Remembering Mama Africa: The Journey of a Fearless Artist Portrayed in a Daring Dance Drama
“When you speak about the legendary singer in South Africa, it’s like speaking about a royal figure,” explains Alesandra Seutin. Known as the Empress of African Song, the iconic artist additionally associated in Greenwich Village with renowned musicians like Miles Davis and Duke Ellington. Starting as a young person sent to work to support her family in Johannesburg, she later served as an envoy for the nation, then the country’s official delegate to the UN. An outspoken anti-apartheid activist, she was married to a Black Panther.

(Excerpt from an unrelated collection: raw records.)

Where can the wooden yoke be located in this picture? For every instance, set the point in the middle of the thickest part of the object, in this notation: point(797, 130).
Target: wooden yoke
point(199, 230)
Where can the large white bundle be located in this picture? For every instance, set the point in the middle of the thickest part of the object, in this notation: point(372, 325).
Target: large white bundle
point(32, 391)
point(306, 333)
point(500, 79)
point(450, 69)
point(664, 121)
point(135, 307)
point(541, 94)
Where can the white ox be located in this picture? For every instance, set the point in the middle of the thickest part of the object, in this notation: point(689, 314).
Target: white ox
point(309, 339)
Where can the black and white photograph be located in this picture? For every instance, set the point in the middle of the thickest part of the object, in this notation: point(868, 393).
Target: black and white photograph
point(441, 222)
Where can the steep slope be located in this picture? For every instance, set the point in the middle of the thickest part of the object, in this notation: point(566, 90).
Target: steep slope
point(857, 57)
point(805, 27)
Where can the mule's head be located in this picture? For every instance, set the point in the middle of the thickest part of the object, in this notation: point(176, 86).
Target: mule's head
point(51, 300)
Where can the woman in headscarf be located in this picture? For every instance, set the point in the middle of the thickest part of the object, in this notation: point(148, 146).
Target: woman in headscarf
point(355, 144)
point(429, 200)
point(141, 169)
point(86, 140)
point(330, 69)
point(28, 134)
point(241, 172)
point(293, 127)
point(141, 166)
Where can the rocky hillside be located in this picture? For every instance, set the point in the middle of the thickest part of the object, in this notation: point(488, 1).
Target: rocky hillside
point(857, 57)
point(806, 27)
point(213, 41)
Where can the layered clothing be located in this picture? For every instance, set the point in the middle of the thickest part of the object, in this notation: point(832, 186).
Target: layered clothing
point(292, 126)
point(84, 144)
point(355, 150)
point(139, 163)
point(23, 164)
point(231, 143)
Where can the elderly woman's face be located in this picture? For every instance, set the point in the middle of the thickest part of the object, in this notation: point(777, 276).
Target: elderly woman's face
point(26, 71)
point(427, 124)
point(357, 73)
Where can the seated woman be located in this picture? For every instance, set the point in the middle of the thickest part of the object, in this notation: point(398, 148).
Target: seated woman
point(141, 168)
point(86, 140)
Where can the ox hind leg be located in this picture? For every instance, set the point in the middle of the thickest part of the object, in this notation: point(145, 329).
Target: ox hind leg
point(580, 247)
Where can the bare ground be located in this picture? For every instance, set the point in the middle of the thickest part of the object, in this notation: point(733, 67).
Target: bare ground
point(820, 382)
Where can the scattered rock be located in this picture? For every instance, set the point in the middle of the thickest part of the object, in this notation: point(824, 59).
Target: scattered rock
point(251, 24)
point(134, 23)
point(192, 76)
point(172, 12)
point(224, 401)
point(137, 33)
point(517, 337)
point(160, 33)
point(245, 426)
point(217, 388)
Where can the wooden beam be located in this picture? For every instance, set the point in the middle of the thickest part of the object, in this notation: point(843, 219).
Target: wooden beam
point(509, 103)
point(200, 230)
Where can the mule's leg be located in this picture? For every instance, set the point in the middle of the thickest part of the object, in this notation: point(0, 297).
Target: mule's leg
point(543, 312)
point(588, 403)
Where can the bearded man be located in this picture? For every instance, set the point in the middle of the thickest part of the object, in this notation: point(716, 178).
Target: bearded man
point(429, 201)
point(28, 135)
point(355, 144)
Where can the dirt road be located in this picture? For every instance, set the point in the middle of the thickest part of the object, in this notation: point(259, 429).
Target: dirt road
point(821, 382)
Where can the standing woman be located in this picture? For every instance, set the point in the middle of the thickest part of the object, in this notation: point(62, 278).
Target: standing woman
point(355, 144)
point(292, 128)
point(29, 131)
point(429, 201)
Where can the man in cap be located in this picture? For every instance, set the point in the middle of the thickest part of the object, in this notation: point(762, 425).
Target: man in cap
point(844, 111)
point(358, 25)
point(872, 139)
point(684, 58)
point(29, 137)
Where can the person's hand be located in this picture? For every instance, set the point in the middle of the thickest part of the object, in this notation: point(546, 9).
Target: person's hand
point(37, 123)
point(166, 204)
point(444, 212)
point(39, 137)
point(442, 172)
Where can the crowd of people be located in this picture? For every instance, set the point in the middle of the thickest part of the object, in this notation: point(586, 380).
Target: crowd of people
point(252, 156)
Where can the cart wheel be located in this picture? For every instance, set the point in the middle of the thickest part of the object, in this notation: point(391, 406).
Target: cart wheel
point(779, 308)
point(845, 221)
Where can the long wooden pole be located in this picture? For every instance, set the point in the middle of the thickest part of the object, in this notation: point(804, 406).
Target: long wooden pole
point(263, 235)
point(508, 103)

Her rich life and legacy inspire Seutin’s latest work, the performance, scheduled for its British debut.
A Fusion of Movement, Sound, and Narration
Mimi’s Shebeen merges movement, live music, and oral storytelling in a stage work that is not a straightforward biodrama but utilizes her past, especially her story of exile: after relocating to New York in 1959, Makeba was barred from South Africa for three decades due to her opposition to segregation. Later, she was banned from the United States after wedding activist her spouse. The performance resembles a ceremonial tribute, a deconstructed funeral – part eulogy, part celebration, part provocation – with the fabulous South African singer the performer leading bringing her music to vibrant life.

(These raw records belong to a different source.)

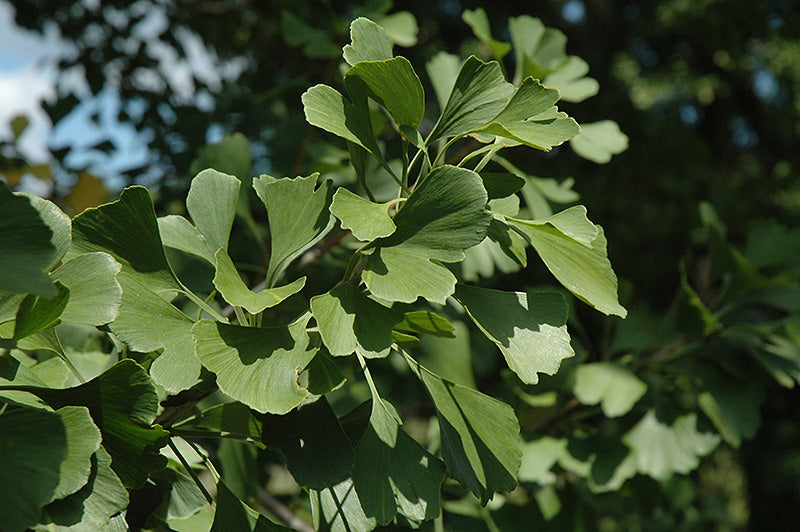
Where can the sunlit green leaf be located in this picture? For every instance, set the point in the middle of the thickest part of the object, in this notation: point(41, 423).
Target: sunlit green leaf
point(615, 388)
point(298, 217)
point(480, 436)
point(365, 219)
point(369, 42)
point(95, 293)
point(529, 328)
point(480, 92)
point(598, 141)
point(443, 216)
point(257, 366)
point(349, 320)
point(393, 84)
point(580, 264)
point(392, 473)
point(176, 368)
point(235, 292)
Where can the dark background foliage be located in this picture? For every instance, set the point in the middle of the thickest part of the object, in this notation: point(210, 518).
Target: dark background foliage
point(707, 91)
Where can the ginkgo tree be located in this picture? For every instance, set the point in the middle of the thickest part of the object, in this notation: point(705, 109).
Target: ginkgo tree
point(267, 365)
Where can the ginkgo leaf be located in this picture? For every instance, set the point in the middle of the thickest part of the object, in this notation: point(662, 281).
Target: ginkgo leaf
point(530, 329)
point(369, 42)
point(577, 260)
point(443, 216)
point(349, 320)
point(235, 292)
point(176, 368)
point(392, 473)
point(28, 249)
point(393, 84)
point(95, 293)
point(365, 220)
point(480, 92)
point(615, 388)
point(480, 436)
point(598, 141)
point(337, 508)
point(571, 82)
point(660, 450)
point(531, 118)
point(127, 229)
point(298, 217)
point(257, 366)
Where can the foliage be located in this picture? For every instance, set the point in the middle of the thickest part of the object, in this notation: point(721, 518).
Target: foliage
point(366, 358)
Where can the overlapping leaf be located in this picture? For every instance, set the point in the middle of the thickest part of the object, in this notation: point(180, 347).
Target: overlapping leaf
point(529, 328)
point(574, 250)
point(257, 366)
point(443, 216)
point(349, 320)
point(235, 292)
point(28, 249)
point(615, 388)
point(480, 436)
point(392, 473)
point(298, 217)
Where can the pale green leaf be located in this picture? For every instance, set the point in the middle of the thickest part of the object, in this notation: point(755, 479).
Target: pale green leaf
point(530, 329)
point(123, 403)
point(393, 84)
point(365, 219)
point(400, 27)
point(298, 217)
point(570, 81)
point(349, 320)
point(598, 141)
point(178, 233)
point(337, 508)
point(257, 366)
point(127, 229)
point(480, 436)
point(83, 439)
point(583, 268)
point(27, 247)
point(33, 444)
point(95, 294)
point(235, 292)
point(91, 507)
point(443, 71)
point(313, 443)
point(531, 119)
point(211, 202)
point(479, 23)
point(58, 222)
point(612, 386)
point(480, 92)
point(148, 322)
point(392, 473)
point(369, 42)
point(661, 450)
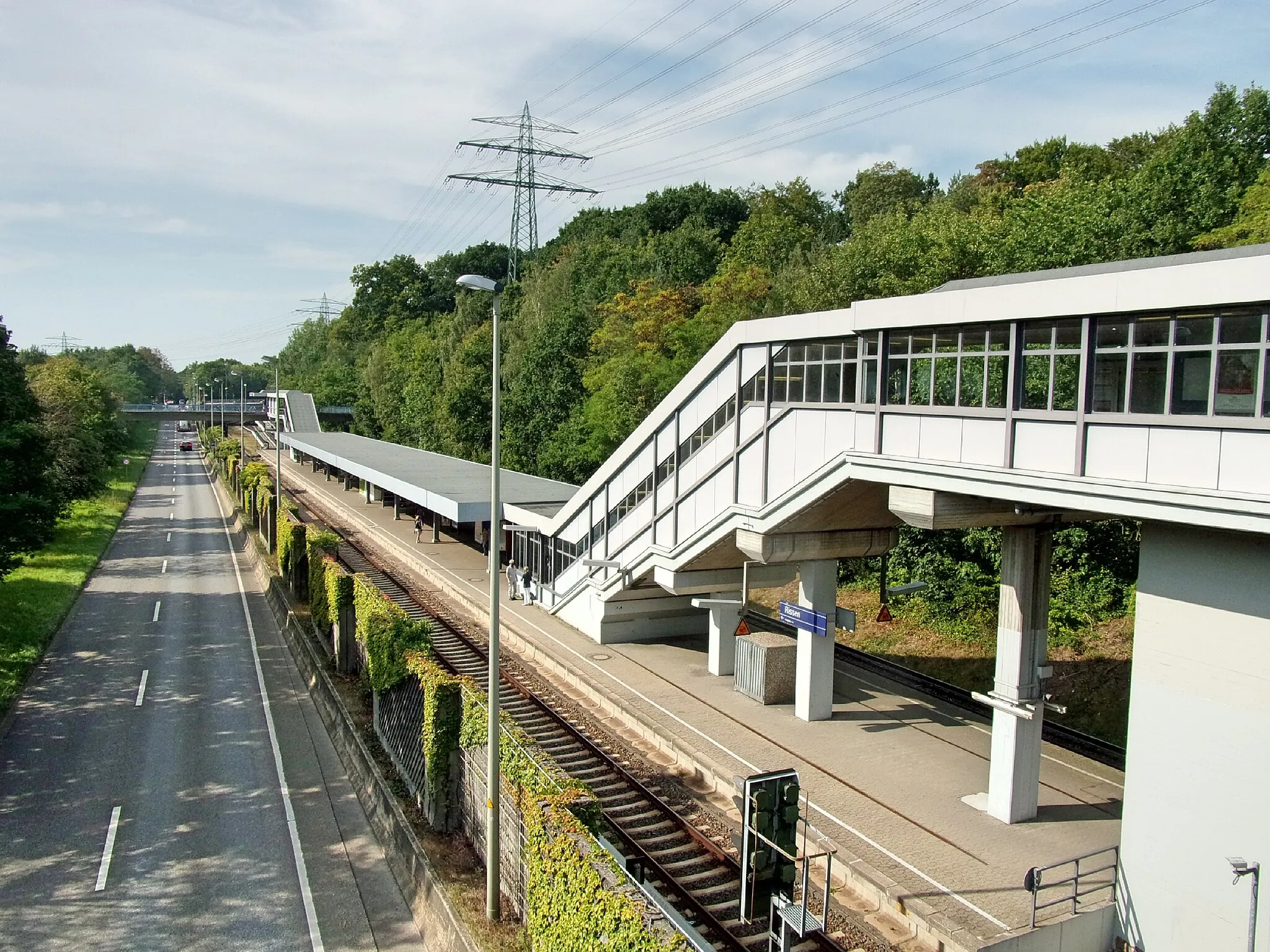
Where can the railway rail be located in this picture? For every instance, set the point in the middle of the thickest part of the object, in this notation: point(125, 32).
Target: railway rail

Power and poise … the production.
In the country, a shebeen is an under-the-radar gathering place for home-brewed liquor and animated discussions, usually managed by a host. Her parent Christina was a proprietress who was arrested for producing drinks without permission when Makeba was 18 days old. Incapable of covering the fine, she went to prison for six months, bringing her infant with her, which is how Miriam’s remarkable journey began – just one of the things Seutin discovered when studying Makeba’s life. “Numerous tales!” says she, when they met in the city after a performance. Her parent is Belgian and she was raised there before moving to study and work in the United Kingdom, where she founded her dance group Vocab Dance. Her parent would sing her music, such as Pata Pata and Malaika, when Seutin was a child, and dance to them in the living room.
Melodies of liberation … Miriam Makeba sings at Wembley Stadium in the year.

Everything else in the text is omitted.